Hi, I'm Richelle :)

I'm an artist and software engineer living in Longmont, Colorado with my husband, Patrick and our cat, Lois. When I'm not in front of my easel or computer I love to travel, hike and spend time outside.

About Me

Originally from West Virginia, I’ve lived in the mountains my whole life- they’re in my blood. I spend a lot of time outdoors when I’m not working, and most of my creative inspiration comes from the landscape; both natural and built environments. For as long as I can remember, I’ve enjoyed making things and working with my hands, but I didn’t consider myself an artist until I created my first authentic body of work in college.

I paint in series and approach each collection a little differently. I'm heavily influenced by whatever I'm learning at the moment and, true to my analytical side, I love creating rules for each series. Whether I'm painting landscapes, abstracts, or something else, my approach to color is what seems to tie everything together.

Currently, I am self-represented and sell my work online and ship directly from my home studio in Longmont. I offer wholesale for retail shops and print discounts for interior designers (please email me for more information).

Thank you for stopping by! Take a look around or drop me a note to say hello. For more "behind the scenes" content, follow along with me on Instagram.

Richelle Cripe Profile Shot
Bio

Longmont-based artist Richelle Cripe is a painter whose works are fueled by philosophy and personal discovery. Her paintings explore color theory through the use of a restrained palette and the worlds of possibility that exist when we tune into the choice of imagination and allow our own perspective to be changed in the process. She received dual BA degrees in Art History and Fine and Studio Arts from the University of Kentucky and was a PhD student in the University of Colorado’s ATLAS program.

Ethos

Richelle grew up in the quiet hills of southern West Virginia sketching floor plans on graph paper and making elaborate structures from scraps and cardboard, more interested in building worlds than playing with the toy inhabitants. She checked out the maximum number of books on weekly trips to the library, but it wasn’t just about reading; the library itself was a secret world full of mysterious systems and archaic machines.
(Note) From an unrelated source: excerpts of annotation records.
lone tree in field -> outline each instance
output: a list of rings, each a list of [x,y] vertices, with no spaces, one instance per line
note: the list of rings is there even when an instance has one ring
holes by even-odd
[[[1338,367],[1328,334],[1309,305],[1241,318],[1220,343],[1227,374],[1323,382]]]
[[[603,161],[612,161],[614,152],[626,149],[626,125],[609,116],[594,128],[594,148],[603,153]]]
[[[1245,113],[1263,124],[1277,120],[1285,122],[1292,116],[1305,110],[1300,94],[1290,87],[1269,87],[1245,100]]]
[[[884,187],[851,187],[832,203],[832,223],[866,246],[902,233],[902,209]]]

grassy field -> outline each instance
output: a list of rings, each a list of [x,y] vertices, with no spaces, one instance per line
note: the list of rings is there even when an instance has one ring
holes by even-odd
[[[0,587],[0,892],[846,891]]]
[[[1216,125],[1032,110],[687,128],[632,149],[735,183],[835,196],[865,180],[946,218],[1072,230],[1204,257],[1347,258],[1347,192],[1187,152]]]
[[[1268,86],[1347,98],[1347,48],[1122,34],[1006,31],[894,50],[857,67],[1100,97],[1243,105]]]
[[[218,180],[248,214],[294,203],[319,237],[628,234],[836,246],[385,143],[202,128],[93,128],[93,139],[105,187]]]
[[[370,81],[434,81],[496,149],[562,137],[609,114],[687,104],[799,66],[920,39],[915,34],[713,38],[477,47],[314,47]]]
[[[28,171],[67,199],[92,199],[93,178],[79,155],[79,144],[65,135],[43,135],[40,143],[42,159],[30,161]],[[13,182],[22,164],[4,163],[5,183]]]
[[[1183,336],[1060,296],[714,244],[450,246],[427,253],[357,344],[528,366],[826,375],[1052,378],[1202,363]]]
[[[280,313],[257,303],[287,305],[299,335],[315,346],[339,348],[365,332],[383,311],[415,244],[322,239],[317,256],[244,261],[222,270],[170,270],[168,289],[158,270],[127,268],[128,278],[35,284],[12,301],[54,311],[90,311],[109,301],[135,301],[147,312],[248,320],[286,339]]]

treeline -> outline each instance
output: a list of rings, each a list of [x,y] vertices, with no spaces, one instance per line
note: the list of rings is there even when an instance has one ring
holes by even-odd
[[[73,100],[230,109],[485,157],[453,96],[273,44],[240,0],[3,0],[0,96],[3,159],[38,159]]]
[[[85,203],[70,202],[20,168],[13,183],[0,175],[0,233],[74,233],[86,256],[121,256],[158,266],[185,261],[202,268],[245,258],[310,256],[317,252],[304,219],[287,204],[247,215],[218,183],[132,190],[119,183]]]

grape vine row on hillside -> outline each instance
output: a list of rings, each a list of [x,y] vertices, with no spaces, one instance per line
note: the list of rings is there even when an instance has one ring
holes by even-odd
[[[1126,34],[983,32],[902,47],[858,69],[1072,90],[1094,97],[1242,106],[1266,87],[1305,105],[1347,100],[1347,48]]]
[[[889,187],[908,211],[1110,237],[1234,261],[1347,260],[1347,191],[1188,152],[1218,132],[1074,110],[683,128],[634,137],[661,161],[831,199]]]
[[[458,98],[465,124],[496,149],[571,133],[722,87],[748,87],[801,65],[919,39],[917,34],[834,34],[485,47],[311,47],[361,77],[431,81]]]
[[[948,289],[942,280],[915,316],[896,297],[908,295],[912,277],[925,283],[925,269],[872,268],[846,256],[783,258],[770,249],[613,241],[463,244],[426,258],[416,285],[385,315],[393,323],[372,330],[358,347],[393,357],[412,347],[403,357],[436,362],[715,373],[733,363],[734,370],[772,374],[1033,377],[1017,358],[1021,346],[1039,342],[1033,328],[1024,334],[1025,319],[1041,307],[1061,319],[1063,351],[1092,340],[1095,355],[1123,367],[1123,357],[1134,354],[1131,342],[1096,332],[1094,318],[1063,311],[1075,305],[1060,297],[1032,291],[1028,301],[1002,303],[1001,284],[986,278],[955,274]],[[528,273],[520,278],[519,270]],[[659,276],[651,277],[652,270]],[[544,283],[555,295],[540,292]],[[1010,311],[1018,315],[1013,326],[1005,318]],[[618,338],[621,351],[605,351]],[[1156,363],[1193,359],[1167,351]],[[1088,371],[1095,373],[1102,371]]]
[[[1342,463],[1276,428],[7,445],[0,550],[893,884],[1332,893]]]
Romantic about the past but realistic about the future, Richelle embraces new technology without abandoning her love of traditional systems. She loves not just reading books but the physicality of books, painting for the gesture of painting, and computers for the unique language of code. Richelle is a citizen of two worlds: the pre-digital era and the newly made digital frontier.

Artist Statement

With every decision made, another route remains untaken. At each fork in the road are the shadows of the choices we didn’t make. Living alongside this reality is another world of untapped possibility that glimmers momentarily when caught by the right angle of sunlight. It’s hard for me to describe what draws me to art, but I believe my fascination originates from this idea. For me, painting is about opening up those other worlds of possibility: that other half. As an ambidextrous person, I’ve always felt this pull. The tension between art and science - the right brain and the left - is a theme in my life. By day, I’m a technologist working in the language of computers, which is a very regimented and analytical space to inhabit. Yet, I’m also an artist with a palette full of colors, using my intuition to quilt together landscapes and complex color combinations. Although this tension exists, I find that neither side is dominant (or both are dominant). It’s a complex and liminal space that I take joy in exploring.

 

When I paint, I tap into my unconscious mind and make each decision organically. None of my paintings are planned. I spontaneously make one decision - and then another - oftentimes with brushes in both hands. I intentionally introduce more decisions, rather than less, into my work to create more possibility in every painting. At times, I’ll choose a color for the sky above the desert’s sprawl only to discover that a previous choice I made no longer works with the new vision. So I revise my course, leaving another alternate painting just beneath the surface of the final one. The outcomes are as surprising to me as someone seeing them for the first time, and it’s this feeling that keeps me coming back to the blank canvas. As a colorist, the surprise of seeing my final paintings is even more profound when I apply the same, limited color palette to two or more works, which always yield wildly different worlds. My focus is never on the end result because my interest lies in the process of the journey - the exploration of the choices we make and the ones we don’t. Through this process, two outcomes unfold - the half that is and the other that has yet to be.